The video explains the corollaries of the greedy scheduler bound, which essentially states that any greedy scheduler achieves near-perfect linear speed-up as long as T1/Tinfinity is greater than or equal to P^2. The silk scheduler, which uses a work stealing scheduler, can achieve near-perfect linear speed-up as long as the number of processors is much less than T1/Tinfinity. The silk runtime system works by maintaining a work deck of ready strands and manipulates the bottom of the deck like a stack. The video also discusses the Cactus Stack, which allows for multiple views of stacks in parallel and makes parallel function calls possible. The upper bound on stack space required by P processor execution is often much looser than the actual amount needed since each processor may not need to go all the way down the computation graph every time it steals work.
Lecture 8. Analysis of Multithreaded Algorithms
Lecture 8. Analysis of Multithreaded Algorithms
This video discusses the master method for analyzing divide and conquer recurrences, and applies it to multithreaded algorithms by comparing log base B of n to log base B of A with F of N to determine their growth in n and the work required. The video presents a cheat sheet with solutions for basic multithreaded algorithms and covers topics such as work and span analysis, work efficiency, and overcoming overhead costs through grain size optimization. The importance of empathy when communicating technical topics is emphasized, and the concept of a DAG is introduced as a means of balancing work and span to increase parallelism and decrease runtime.
The video also discusses the analysis of multithreaded algorithms, focusing on work and span, and how to maximize parallelism while minimizing span to achieve near perfect linear speed-up. The speaker suggests a divide and conquer approach to multi-threaded algorithms, where the number of tasks given to threads is sufficiently large, and warns against spawning numerous small tasks due to scheduling overheads. The example code presented includes an efficient one and a lousy one. The speaker also discusses how to represent sub-matrices in two-dimensional coding and indexing and emphasizes using 'restrict' in the divide and conquer matrix multiplication code to improve performance.

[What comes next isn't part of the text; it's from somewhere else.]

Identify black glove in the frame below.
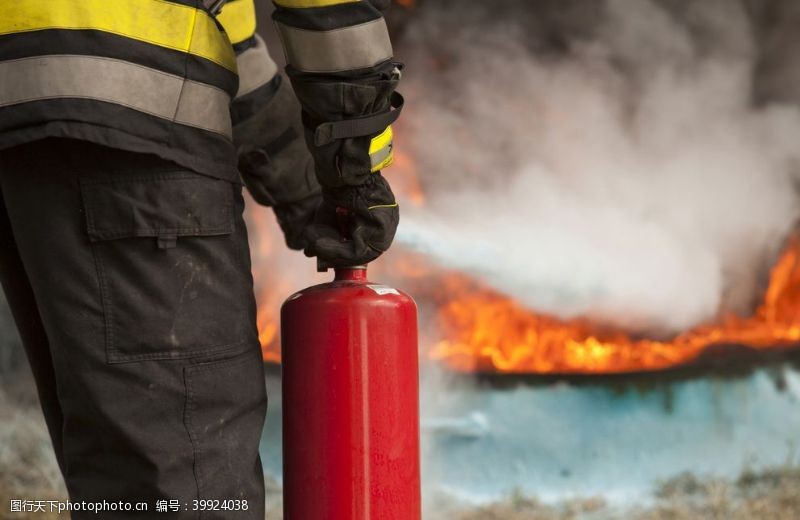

Lecture 9. What Compilers Can and Cannot Do
Lecture 9. What Compilers Can and Cannot Do
This video discusses how compilers can optimize code, using various examples. It explains how compilers can eliminate unnecessary storage and memory references, and how they can optimize loops to improve performance.
This video also explains the concept of compiler optimization passes, and how they can be used to improve code performance. It also discusses the limitations of compilers, specifically in regards to vectorization. Compilers can only vectorize code if they can determine that the pointers in the code will not alias. If the pointers do alias, the compiler will not be able to vectorize the code. As a programmer, you can help the compiler by annotating your pointers to provide more information about their use.